Pensava di averlo convinto, Mario Draghi. Invece poche ore dopo Vladimir Putin lo ha spiazzato, annunciando che i contratti per le forniture di gas russo in Europa si sarebbero dovuti pagare in rubli. "Quello che ho capito - spiegava il premier ai giornalisti subito dopo la telefonata con il Cremlino - è che la conversione in rubli è un fatto interno alla Federazione russa". Ma forse il presidente russo aveva già preso una decisione, perché giovedì a pranzo ha lanciato la seconda fase della guerra, quella energetica. Se i Paesi europei, o meglio i "paesi ostili" non pagheranno il gas in rubli, allora Mosca si sentirà libera di interrompere gli approvvigionamenti, chiudere i rubinetti insomma. E questo nonostante i contratti in essere prevedano il pagamento solo in euro o dollari.
L'accelerazione di Putin è stata talmente clamorosa da provocare lo sfogo di Draghi, convinto dalla tesi del ricatto: Putin, è la convinzione dell'ex numero 1 della Banca centrale europea, "sta tentando di spaccare il fronte europeo". E forse c'è già riuscito, considerando come la reazione di Berlino sia stata tutto sommato molto quieta, come se sapesse già cosa stava per accadere, a differenza di Palazzo Chigi e in parte pure dell'Eliseo, con il governo francese tra i più duri nel condannare le mosse dello Zar.
L'Italia, insieme alla Spagna, invoca una soluzione comune europea. Ma mentre a Bruxelles i tecnici della Commissione Ue stanno valutando gli aspetti giuridici di questa vicenda, i paesi del Nord (dall'Olanda alla Norvegia, secondo paese europeo produttore di petrolio dopo la Russia) si oppongono.

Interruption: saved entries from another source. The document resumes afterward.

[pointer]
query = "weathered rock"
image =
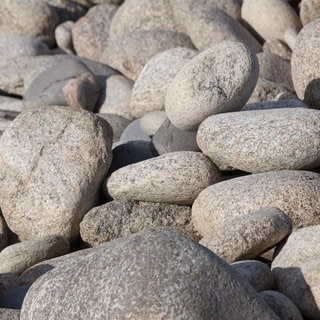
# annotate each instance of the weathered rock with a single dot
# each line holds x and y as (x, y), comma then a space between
(262, 140)
(150, 89)
(211, 83)
(257, 273)
(160, 273)
(248, 236)
(125, 54)
(237, 197)
(176, 177)
(52, 161)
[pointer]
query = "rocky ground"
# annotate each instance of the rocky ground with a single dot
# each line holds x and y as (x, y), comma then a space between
(159, 159)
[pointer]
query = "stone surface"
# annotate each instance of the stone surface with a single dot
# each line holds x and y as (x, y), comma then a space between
(237, 197)
(269, 18)
(159, 273)
(248, 236)
(257, 273)
(305, 65)
(118, 218)
(90, 33)
(52, 161)
(211, 83)
(125, 54)
(150, 89)
(262, 140)
(175, 177)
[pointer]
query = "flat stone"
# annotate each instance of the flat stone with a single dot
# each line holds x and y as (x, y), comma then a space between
(176, 178)
(35, 170)
(160, 273)
(248, 236)
(262, 140)
(237, 197)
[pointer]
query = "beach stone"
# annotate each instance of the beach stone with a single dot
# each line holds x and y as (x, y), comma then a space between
(120, 218)
(149, 91)
(269, 19)
(190, 281)
(239, 196)
(117, 98)
(204, 87)
(33, 18)
(305, 65)
(176, 178)
(257, 273)
(36, 154)
(247, 237)
(90, 33)
(125, 54)
(168, 138)
(262, 140)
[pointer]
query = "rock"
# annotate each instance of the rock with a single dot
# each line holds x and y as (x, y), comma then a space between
(176, 178)
(246, 237)
(281, 305)
(204, 87)
(262, 140)
(118, 218)
(237, 197)
(127, 56)
(168, 138)
(149, 90)
(21, 256)
(269, 18)
(305, 65)
(36, 154)
(33, 18)
(90, 33)
(257, 273)
(160, 273)
(118, 95)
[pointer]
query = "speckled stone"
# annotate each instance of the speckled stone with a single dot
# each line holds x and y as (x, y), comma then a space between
(132, 52)
(159, 273)
(52, 161)
(305, 64)
(248, 236)
(257, 273)
(150, 89)
(269, 18)
(262, 140)
(211, 83)
(237, 197)
(175, 177)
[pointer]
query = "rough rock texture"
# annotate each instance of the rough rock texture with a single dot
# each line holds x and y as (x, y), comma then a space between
(257, 273)
(248, 236)
(52, 161)
(159, 273)
(175, 177)
(262, 140)
(150, 89)
(125, 54)
(269, 18)
(118, 218)
(305, 64)
(239, 196)
(90, 33)
(211, 83)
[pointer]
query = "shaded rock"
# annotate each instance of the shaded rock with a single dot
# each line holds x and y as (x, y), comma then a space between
(160, 273)
(36, 154)
(262, 140)
(246, 237)
(237, 197)
(211, 83)
(175, 177)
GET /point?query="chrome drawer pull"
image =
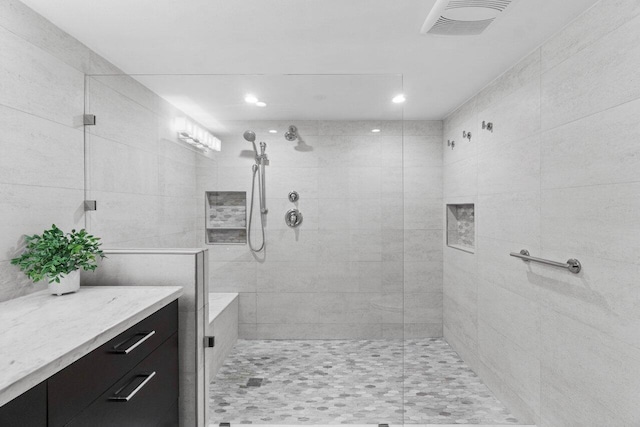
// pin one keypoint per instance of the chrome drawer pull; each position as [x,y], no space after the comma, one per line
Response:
[128,350]
[147,377]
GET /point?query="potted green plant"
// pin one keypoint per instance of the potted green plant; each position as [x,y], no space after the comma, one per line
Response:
[58,257]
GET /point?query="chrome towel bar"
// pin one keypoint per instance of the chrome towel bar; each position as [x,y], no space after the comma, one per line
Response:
[573,265]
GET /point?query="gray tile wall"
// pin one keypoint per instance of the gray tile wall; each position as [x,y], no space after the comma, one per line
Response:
[558,176]
[143,179]
[367,261]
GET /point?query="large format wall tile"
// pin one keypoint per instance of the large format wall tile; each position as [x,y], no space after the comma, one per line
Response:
[572,90]
[587,152]
[600,221]
[40,152]
[558,177]
[37,83]
[597,368]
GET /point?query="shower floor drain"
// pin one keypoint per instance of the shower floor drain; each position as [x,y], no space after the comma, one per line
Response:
[254,382]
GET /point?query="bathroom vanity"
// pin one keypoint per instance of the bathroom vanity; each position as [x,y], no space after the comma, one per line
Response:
[103,356]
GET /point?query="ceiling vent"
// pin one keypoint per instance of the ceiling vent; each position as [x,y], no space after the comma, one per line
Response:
[463,17]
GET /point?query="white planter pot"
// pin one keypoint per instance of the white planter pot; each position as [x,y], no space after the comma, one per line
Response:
[68,284]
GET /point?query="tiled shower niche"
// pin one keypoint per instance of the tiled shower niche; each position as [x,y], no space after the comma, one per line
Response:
[461,233]
[226,217]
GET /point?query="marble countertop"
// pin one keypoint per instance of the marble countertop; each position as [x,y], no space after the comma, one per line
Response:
[41,334]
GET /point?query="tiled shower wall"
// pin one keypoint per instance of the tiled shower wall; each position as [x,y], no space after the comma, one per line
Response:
[366,261]
[143,180]
[559,176]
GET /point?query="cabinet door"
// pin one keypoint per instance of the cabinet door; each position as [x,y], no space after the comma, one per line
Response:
[142,397]
[26,410]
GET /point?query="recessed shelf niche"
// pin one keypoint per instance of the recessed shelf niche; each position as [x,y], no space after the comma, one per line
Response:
[461,232]
[226,217]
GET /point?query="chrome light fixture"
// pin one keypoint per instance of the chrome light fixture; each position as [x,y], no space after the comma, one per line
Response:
[193,134]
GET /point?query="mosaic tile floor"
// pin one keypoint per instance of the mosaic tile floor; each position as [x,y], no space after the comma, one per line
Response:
[351,382]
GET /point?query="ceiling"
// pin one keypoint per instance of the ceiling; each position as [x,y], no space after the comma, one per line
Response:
[275,37]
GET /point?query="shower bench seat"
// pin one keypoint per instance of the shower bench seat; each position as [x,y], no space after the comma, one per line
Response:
[223,326]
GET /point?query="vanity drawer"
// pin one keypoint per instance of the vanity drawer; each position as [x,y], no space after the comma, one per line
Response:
[142,397]
[77,386]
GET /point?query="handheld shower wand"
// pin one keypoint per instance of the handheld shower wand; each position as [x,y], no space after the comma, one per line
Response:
[261,161]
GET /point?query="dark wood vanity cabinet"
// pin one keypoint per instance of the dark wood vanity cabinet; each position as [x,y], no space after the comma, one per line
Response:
[132,380]
[27,410]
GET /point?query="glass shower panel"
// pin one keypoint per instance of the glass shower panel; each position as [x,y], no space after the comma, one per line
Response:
[322,320]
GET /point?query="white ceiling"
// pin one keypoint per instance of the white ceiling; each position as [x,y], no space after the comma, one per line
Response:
[276,37]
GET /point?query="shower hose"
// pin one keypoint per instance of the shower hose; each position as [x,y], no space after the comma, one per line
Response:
[260,197]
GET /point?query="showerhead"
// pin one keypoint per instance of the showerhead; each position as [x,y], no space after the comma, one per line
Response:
[249,135]
[291,134]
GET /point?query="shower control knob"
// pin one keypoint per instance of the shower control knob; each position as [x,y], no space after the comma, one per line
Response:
[293,218]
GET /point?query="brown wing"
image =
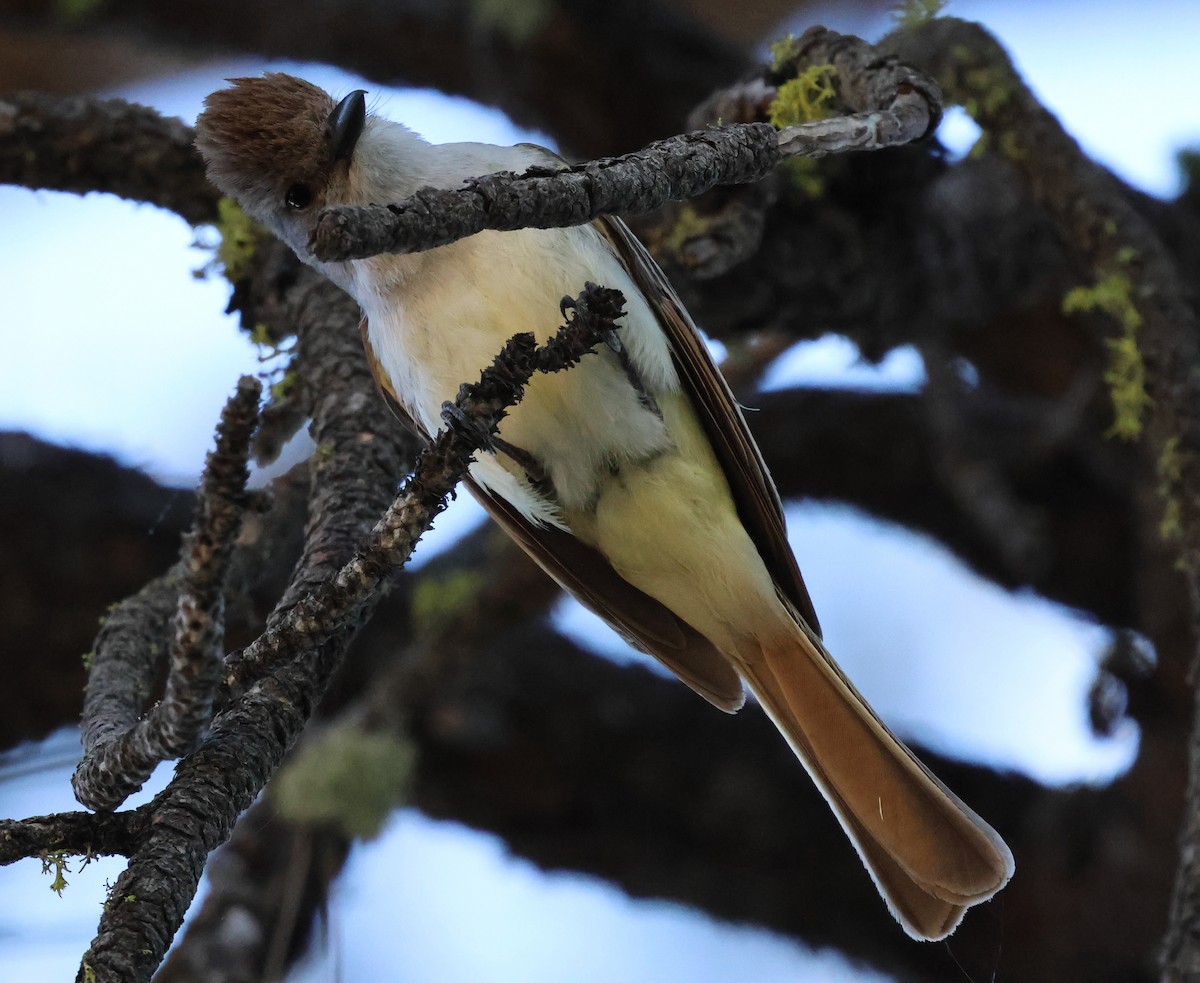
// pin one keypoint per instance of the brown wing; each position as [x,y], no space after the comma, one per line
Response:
[587,575]
[754,492]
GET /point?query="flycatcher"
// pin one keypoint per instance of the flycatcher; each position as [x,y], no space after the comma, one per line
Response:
[633,479]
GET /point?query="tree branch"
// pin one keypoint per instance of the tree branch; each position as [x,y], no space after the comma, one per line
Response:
[121,747]
[82,144]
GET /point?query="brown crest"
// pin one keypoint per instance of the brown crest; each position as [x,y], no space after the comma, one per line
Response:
[264,135]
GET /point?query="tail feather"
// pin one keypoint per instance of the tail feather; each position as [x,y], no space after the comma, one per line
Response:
[930,856]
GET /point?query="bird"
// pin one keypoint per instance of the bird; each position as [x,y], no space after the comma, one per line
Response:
[631,479]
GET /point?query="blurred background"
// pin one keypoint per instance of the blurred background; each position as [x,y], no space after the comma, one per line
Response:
[114,345]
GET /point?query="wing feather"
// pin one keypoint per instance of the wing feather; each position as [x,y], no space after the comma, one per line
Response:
[754,492]
[583,573]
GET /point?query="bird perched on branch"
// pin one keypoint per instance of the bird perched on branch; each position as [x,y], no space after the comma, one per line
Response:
[633,479]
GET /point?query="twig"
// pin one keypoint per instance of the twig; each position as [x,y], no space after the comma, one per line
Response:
[75,833]
[75,143]
[1157,393]
[475,415]
[249,738]
[120,753]
[895,106]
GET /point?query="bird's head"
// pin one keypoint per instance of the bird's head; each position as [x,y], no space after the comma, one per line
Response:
[283,149]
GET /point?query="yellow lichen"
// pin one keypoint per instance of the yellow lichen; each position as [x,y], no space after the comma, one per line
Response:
[1126,373]
[912,12]
[688,225]
[240,235]
[809,96]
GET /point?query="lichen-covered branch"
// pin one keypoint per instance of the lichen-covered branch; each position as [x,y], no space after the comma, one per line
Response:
[1155,351]
[895,105]
[119,753]
[477,413]
[250,736]
[84,144]
[81,834]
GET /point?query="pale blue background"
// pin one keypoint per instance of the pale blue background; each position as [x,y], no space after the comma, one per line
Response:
[119,348]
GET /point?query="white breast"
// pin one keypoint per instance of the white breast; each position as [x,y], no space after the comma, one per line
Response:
[437,318]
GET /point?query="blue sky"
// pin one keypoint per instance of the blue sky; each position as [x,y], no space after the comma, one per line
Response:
[123,349]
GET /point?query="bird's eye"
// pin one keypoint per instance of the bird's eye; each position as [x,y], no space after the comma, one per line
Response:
[298,197]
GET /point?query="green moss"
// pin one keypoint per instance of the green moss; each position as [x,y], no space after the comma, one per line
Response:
[519,21]
[58,862]
[281,389]
[809,96]
[783,52]
[322,454]
[1012,148]
[348,779]
[1188,161]
[76,10]
[805,175]
[912,12]
[1126,373]
[240,237]
[438,601]
[688,225]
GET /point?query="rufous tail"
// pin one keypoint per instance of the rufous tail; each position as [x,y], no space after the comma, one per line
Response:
[930,856]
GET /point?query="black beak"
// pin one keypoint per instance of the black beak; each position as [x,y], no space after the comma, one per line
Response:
[346,124]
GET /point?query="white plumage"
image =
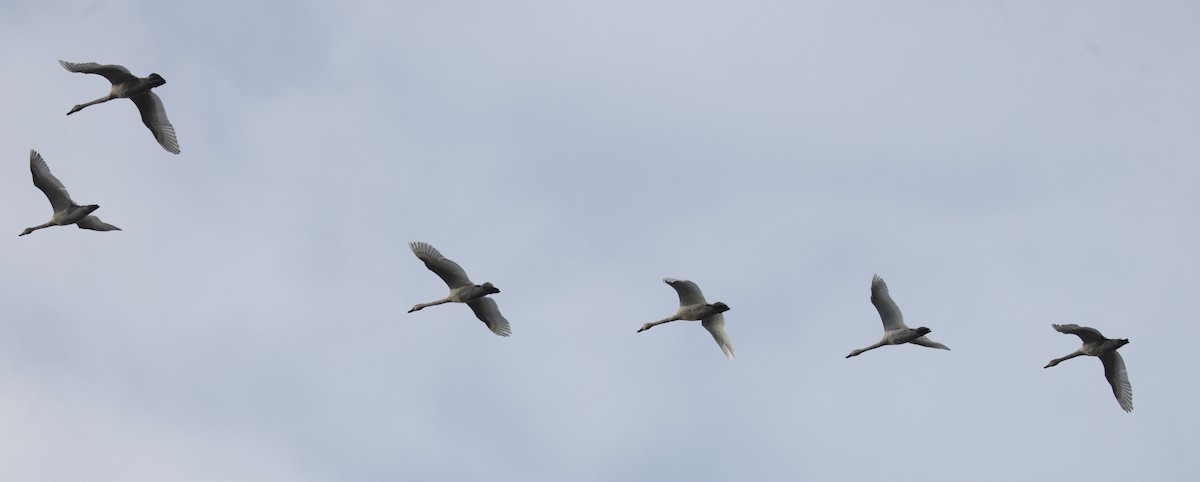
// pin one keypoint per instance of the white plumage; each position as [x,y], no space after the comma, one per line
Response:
[136,89]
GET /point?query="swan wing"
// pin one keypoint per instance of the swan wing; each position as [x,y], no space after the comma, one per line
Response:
[486,311]
[49,185]
[95,224]
[1114,371]
[930,343]
[715,325]
[1084,332]
[114,73]
[888,309]
[449,271]
[689,293]
[155,118]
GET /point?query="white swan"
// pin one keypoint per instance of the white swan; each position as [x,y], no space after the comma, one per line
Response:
[1096,344]
[462,290]
[694,307]
[894,330]
[66,211]
[136,89]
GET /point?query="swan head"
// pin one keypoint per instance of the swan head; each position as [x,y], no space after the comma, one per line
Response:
[155,80]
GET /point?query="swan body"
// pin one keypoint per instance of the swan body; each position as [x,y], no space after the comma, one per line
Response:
[462,290]
[66,211]
[694,307]
[894,330]
[137,89]
[1096,344]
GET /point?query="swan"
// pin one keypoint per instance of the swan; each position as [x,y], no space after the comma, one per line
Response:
[136,89]
[462,290]
[66,211]
[694,307]
[1096,344]
[894,330]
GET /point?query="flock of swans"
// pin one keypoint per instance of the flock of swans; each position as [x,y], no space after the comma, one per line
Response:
[693,305]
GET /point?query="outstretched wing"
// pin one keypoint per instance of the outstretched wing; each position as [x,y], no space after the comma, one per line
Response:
[1084,332]
[689,293]
[155,118]
[49,185]
[715,325]
[486,311]
[1114,371]
[114,73]
[930,343]
[95,224]
[449,271]
[888,309]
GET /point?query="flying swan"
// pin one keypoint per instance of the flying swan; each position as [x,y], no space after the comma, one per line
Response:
[694,307]
[462,290]
[1096,344]
[894,330]
[66,211]
[136,89]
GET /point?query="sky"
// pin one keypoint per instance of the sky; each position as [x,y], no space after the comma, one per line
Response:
[1003,166]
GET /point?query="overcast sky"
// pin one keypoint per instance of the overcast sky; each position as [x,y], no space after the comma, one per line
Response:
[1003,166]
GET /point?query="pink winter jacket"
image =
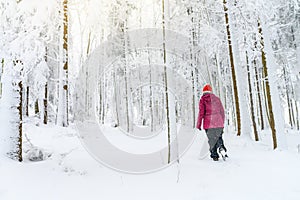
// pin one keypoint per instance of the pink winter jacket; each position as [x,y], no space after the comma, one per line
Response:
[211,111]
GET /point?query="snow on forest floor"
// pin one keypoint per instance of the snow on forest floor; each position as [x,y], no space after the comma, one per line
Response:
[253,171]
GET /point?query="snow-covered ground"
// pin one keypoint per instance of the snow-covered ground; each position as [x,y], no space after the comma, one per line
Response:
[253,171]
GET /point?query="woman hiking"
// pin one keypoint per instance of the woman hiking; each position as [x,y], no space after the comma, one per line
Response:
[211,112]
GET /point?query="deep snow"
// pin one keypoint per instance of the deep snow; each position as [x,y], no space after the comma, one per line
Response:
[253,171]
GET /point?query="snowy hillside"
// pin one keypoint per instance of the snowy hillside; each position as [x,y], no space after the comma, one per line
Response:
[128,99]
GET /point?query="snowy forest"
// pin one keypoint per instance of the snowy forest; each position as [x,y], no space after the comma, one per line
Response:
[131,71]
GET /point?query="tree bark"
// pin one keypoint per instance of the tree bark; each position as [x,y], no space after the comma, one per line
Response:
[267,86]
[20,110]
[233,73]
[251,100]
[46,104]
[166,81]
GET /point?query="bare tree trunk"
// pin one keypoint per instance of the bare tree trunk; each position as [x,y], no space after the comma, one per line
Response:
[36,107]
[267,86]
[259,97]
[288,98]
[20,110]
[124,31]
[27,101]
[233,73]
[166,81]
[151,94]
[192,64]
[46,104]
[116,99]
[251,100]
[2,66]
[62,116]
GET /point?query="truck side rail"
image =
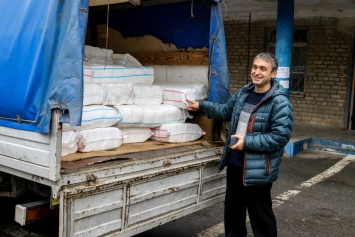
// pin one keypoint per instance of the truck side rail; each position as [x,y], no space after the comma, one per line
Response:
[30,154]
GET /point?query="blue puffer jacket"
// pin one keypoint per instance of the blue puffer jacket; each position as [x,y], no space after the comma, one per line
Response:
[269,130]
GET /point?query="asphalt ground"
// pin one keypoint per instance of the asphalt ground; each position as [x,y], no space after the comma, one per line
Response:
[313,196]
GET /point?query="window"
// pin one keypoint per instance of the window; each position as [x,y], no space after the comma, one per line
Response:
[299,58]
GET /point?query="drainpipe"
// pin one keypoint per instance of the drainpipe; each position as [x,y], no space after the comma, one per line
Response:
[284,37]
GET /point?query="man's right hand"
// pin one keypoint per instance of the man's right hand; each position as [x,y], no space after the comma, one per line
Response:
[192,105]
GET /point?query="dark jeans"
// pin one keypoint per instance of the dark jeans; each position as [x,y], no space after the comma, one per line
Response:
[255,199]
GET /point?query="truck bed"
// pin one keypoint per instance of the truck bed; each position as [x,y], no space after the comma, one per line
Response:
[130,153]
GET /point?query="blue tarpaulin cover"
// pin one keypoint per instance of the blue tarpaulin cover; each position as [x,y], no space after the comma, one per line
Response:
[41,61]
[218,66]
[42,47]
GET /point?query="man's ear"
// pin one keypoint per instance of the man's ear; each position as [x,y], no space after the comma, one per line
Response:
[273,74]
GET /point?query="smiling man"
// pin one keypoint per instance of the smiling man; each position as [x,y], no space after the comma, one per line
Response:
[261,119]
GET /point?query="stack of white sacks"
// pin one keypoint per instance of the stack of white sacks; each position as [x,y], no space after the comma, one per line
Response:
[121,105]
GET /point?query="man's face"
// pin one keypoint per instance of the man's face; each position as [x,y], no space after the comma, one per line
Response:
[261,74]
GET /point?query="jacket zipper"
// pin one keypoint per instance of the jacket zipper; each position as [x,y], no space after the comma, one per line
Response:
[268,164]
[251,129]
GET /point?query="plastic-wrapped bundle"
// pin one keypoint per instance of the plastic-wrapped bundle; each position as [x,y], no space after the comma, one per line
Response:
[150,115]
[134,135]
[177,132]
[95,116]
[98,139]
[94,94]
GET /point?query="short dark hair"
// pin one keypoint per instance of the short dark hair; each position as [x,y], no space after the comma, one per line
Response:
[268,57]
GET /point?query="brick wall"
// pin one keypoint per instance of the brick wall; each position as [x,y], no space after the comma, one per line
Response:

La tentazione è quella già vista in altre crisi, economiche, belliche o umanitarie: ognuno per la propria strada, ognuno a coltivare gli interessi strettamente nazionali. E se la Francia, come detto, "sostiene una linea di estrema fermezza - sottolinea il Giornale - la Germania non sembra particolarmente preoccupata dall'uscita di Putin", sebbene i tedeschi dipendano dai flussi di gas russo ancora più dell'Italia.